Four drawings of one habit of mind: read any system as stores, couplings, and the loops between them. The wiring of the whole Earth, that same Earth as a control loop, one tipping element reaching across the planet, and a single place solved as a second-order system. The pictures behind The Lens.

01  Coupling 02  Control 03  Teleconnection 04  Dynamics  Gatún
Diagram 01 · Coupling

The whole system, wired.

Every sphere drawn as a store; every arrow a coupling that carries energy, water, carbon or sediment from one to the next.
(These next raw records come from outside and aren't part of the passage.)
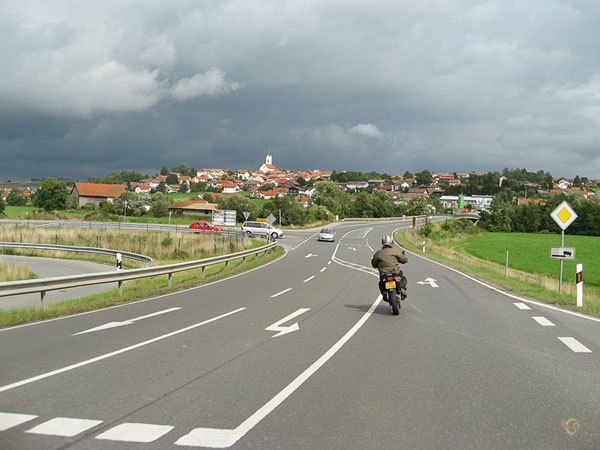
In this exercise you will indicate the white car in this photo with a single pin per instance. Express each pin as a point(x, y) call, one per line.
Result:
point(262, 228)
point(327, 234)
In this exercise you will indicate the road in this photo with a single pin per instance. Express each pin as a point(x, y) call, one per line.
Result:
point(225, 366)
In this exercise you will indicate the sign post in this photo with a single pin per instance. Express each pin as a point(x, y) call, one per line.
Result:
point(564, 216)
point(579, 280)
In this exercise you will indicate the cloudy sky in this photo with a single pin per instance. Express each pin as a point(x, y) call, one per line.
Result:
point(90, 88)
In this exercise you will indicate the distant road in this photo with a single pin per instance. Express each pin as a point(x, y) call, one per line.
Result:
point(49, 267)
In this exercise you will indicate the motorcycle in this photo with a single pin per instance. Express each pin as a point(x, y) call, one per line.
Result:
point(389, 279)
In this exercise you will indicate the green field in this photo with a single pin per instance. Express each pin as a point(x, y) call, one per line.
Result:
point(15, 211)
point(531, 253)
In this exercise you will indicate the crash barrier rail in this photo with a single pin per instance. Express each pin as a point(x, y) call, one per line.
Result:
point(102, 251)
point(113, 226)
point(380, 219)
point(42, 285)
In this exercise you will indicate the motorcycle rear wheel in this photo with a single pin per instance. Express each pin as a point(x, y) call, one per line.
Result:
point(393, 299)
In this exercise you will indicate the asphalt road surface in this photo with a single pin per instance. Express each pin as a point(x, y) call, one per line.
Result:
point(302, 354)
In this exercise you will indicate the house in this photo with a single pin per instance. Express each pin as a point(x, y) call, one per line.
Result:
point(268, 165)
point(95, 193)
point(193, 207)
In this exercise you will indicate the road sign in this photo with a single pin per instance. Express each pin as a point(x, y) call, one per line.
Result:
point(224, 217)
point(564, 215)
point(562, 252)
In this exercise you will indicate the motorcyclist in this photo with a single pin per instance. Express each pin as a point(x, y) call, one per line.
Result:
point(390, 258)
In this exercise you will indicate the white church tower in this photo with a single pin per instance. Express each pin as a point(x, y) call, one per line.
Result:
point(268, 165)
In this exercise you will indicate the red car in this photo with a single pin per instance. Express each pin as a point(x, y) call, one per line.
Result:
point(204, 226)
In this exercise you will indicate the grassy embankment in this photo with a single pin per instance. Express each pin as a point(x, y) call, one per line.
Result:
point(531, 273)
point(163, 247)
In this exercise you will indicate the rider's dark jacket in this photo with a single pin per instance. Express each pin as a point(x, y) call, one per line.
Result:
point(388, 258)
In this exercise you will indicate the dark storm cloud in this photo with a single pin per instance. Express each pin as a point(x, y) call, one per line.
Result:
point(456, 85)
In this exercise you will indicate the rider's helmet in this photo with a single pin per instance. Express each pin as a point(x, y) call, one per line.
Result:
point(387, 241)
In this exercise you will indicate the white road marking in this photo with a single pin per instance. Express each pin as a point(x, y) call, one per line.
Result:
point(430, 281)
point(290, 328)
point(521, 306)
point(115, 353)
point(9, 420)
point(64, 426)
point(543, 321)
point(280, 293)
point(106, 326)
point(135, 432)
point(574, 345)
point(224, 438)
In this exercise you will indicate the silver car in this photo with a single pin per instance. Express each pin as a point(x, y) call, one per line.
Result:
point(327, 234)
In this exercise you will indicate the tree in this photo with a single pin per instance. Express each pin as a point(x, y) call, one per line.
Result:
point(159, 205)
point(172, 179)
point(52, 195)
point(15, 198)
point(424, 178)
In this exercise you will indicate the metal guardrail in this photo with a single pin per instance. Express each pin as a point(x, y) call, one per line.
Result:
point(42, 285)
point(112, 226)
point(102, 251)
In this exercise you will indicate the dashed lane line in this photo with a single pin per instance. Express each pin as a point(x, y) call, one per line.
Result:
point(543, 321)
point(521, 306)
point(281, 293)
point(574, 345)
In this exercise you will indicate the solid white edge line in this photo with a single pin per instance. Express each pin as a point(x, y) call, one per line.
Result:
point(115, 353)
point(224, 438)
point(42, 322)
point(574, 345)
point(543, 305)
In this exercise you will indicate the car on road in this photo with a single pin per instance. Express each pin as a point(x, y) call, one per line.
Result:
point(204, 226)
point(327, 234)
point(261, 228)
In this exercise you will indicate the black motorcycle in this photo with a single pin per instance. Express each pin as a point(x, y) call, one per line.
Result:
point(391, 281)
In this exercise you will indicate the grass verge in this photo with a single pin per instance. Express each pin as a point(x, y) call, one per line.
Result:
point(136, 290)
point(532, 286)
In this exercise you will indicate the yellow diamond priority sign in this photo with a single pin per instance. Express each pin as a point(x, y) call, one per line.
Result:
point(564, 215)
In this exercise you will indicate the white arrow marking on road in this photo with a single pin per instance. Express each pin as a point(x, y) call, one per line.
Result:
point(285, 330)
point(429, 281)
point(106, 326)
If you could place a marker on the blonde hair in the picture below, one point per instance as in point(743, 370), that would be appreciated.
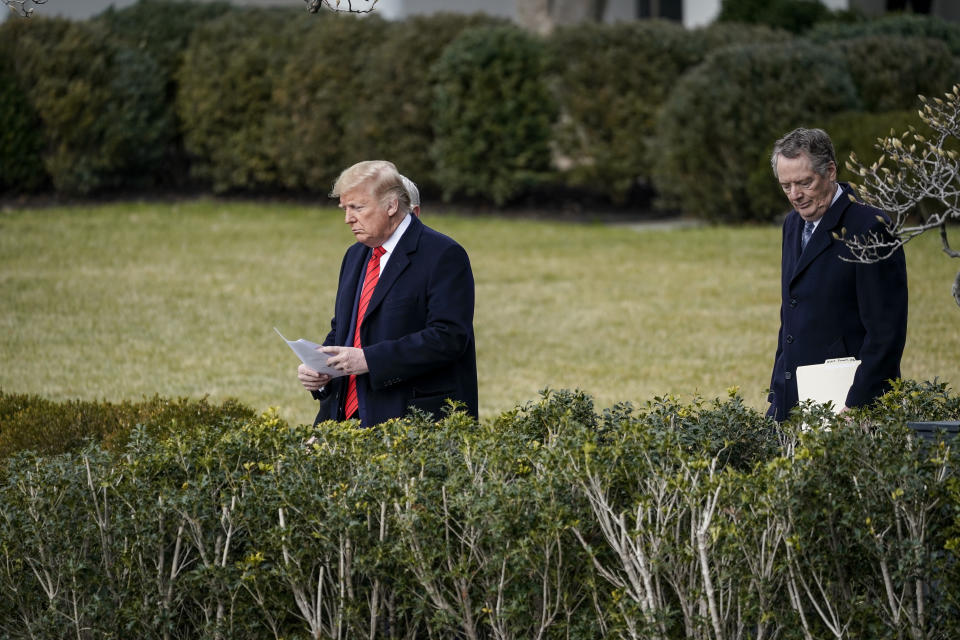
point(382, 177)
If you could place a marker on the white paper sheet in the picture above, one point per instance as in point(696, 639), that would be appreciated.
point(308, 354)
point(827, 382)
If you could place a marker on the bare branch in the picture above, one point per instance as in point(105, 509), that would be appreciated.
point(22, 7)
point(921, 172)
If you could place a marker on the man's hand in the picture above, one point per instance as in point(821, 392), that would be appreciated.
point(350, 360)
point(311, 380)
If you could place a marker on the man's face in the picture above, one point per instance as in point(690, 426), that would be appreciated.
point(371, 221)
point(808, 192)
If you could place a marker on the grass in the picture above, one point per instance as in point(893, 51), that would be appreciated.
point(125, 300)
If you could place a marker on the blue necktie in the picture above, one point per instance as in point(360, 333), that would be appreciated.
point(807, 232)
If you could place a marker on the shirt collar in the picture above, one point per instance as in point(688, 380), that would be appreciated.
point(394, 238)
point(836, 196)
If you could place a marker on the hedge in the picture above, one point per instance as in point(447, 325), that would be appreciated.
point(226, 83)
point(609, 92)
point(21, 139)
point(493, 115)
point(671, 520)
point(49, 428)
point(724, 115)
point(899, 24)
point(470, 107)
point(393, 111)
point(101, 104)
point(317, 87)
point(891, 71)
point(161, 29)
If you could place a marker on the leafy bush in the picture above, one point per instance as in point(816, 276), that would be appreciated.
point(38, 424)
point(680, 521)
point(100, 103)
point(226, 82)
point(316, 91)
point(493, 114)
point(900, 24)
point(609, 93)
point(395, 120)
point(21, 139)
point(725, 114)
point(890, 71)
point(857, 132)
point(161, 30)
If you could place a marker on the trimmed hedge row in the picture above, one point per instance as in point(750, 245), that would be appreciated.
point(674, 520)
point(469, 106)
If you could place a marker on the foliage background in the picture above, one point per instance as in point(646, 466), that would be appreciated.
point(243, 100)
point(120, 301)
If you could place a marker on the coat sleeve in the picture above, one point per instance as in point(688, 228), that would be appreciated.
point(882, 306)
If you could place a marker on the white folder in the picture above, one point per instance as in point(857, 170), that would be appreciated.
point(827, 382)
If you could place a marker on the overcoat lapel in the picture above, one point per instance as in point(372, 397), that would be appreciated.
point(348, 303)
point(397, 264)
point(822, 238)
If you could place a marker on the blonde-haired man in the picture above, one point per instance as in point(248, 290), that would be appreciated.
point(402, 329)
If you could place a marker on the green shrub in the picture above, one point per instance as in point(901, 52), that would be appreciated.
point(493, 115)
point(857, 132)
point(675, 520)
point(890, 71)
point(226, 81)
point(47, 427)
point(396, 118)
point(21, 139)
point(725, 114)
point(161, 30)
point(901, 24)
point(609, 93)
point(319, 86)
point(100, 103)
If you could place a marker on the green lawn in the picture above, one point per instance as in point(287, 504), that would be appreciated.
point(120, 301)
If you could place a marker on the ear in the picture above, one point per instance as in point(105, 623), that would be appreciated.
point(393, 206)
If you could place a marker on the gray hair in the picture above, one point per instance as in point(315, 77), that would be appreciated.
point(813, 142)
point(412, 191)
point(383, 178)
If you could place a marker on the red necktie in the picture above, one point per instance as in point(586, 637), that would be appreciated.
point(369, 284)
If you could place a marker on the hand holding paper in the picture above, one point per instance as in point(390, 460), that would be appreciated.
point(308, 353)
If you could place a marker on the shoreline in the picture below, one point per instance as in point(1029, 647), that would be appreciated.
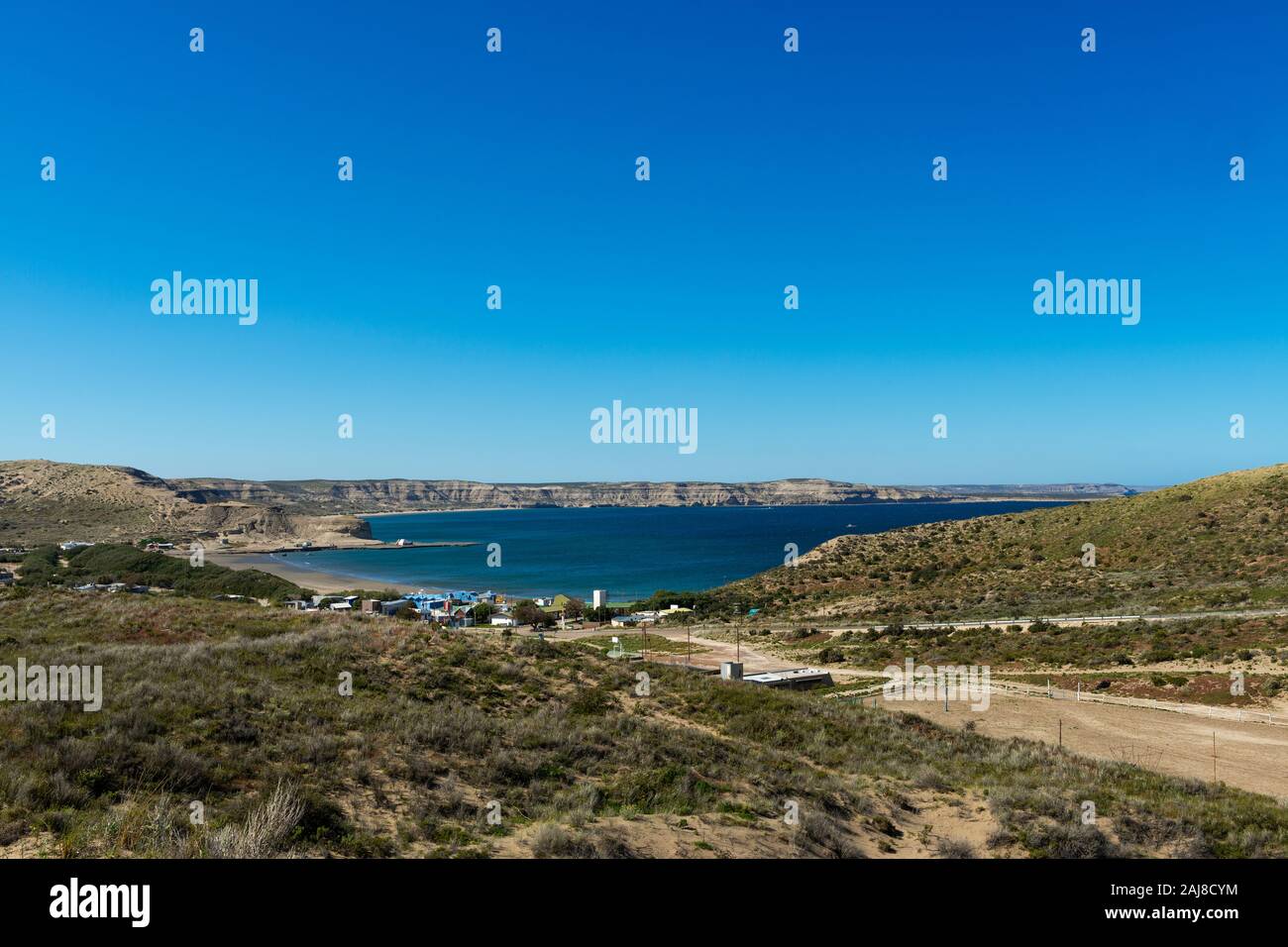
point(318, 579)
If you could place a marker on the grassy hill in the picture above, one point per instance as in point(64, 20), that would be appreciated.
point(241, 710)
point(120, 564)
point(1218, 543)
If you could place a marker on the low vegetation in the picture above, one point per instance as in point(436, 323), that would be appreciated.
point(243, 710)
point(121, 564)
point(1214, 544)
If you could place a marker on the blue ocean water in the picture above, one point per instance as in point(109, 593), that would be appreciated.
point(630, 552)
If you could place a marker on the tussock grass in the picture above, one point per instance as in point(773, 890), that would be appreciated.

Earth-systems coupling diagram: biosphere, cryosphere, lithosphere, atmosphere and ocean linked by currency-coloured arrows, organised by the three forces solar, water and human.
Biosphere, cryosphere, lithosphere, atmosphere and ocean, organised by the three forces that drive them: sunlight, water, and human hands. open full size ↗

This is the map before any equation. Each box is a store that holds something and passes it on; each arrow is a coupling, coloured by the currency it carries.

The point is never the parts on their own. It is the wiring between them: the couplings that let a change in one sphere become a change in all the others. Read the wiring and you can already see where a failure will travel, and where a repair could begin.

Diagram 02 · Control

The same Earth, as a feedback loop.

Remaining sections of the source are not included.